“The Royals: Masters of War” #1 snuck up on me, hitting the new comics rack with a story from Rob Williams and art from Simon Coleby. I’m not sure how I missed it, but I sure am glad I found it at the shop this week. Opening high above Berlin in 1945, the creators of this comic throw the readers out the plane with Prince Henry, right into the middle of a nearly tangible firefight. The opening scene could easily translate to a pre-credits scene for a big budget, louder than life film, but quite honestly, Coleby, with colorist J.D. Mettler, delivers an astonishing scene packed with detail and exploding with action.

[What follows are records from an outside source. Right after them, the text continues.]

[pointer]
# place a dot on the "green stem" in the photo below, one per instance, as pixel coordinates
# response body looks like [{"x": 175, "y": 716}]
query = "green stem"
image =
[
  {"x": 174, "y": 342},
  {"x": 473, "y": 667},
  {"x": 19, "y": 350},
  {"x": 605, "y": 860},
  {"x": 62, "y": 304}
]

The notion fueling this comic is that royalty — of every country — possesses super powers. In a sense, the rulers of nations serve as their own deterrents, keeping one another in check simply by the sheer threat of war. Under that premise, Williams doesn’t try to make the characters likeable, he just pours the characters over the readers, drenching readers in plot, subplot and family structure. By the time Williams switches scenes after the first seven pages, it is quite clear who’s good, who’s bad (not clear in personal identity, but clear in conflict) and what’s going on. This story is set in the heart of World War II. The primary players represent England and Germany. People are going to die and have been dying long before page one of “The Royals: Masters of War” #1. Williams tells the story, sweeping readers up, but he doesn’t overwhelm. The cast is fairly limited: the House of Windsor, the Royalty of England, some of whom are super-powered, but their patriarch, Albert, is not. Albert’s lack of super powers has not compromised his political power and his will is instilled over his family, keeping their powers in check, for the most part. Albert’s family includes Henry, Rose and Arthur. Arthur is an aimless partier while Rose and Henry are trying to find their place in life.
Coleby’s visual collaboration with Mettler melts together spectacularly, each bringing out the best in the other with a rough undercurrent of debris floating through the pages. Clearly working from Coleby’s pencils, the colors are worn and reserved, at times appearing faded, while other points simply seeming dirty and covered in the spoils of the battles being depicted on the pages of “The Royals” Masters of War” #1. Coleby’s character designs are noble and strong, naturally aided by the uniforms of the royals. The artist packs the pages with details: skeletons of the fallen, shorn metal wreckage that once bore the threat of doom, and the vehicles themselves. The opening scene of the Avro Lancasters (please feel free to correct me on that one, I’m more familiar with jets than props) is dazzling in detail. Henry leaps from the centermost plane, but Coleby has constructed the page to guide the reader throughout the spread, filling the pages with explosions, propellers and mechanical specs on each of the planes. The detail sweeps throughout the issue, providing ample opportunity for readers to pause, study and absorb.
Equal parts Elseworlds, standard-issue Vertigo fare and war comic, “The Royals: Masters of War” #1 is a fresh, unexpected tale filled with familiar notions. Readers the world over are familiar with the concept of royalty perching above the masses, here that perch is fueled by super powers. This is a very sound story on a solid concept with no shortage of action and intrigue. This is a fine addition to Vertigo’s modern library.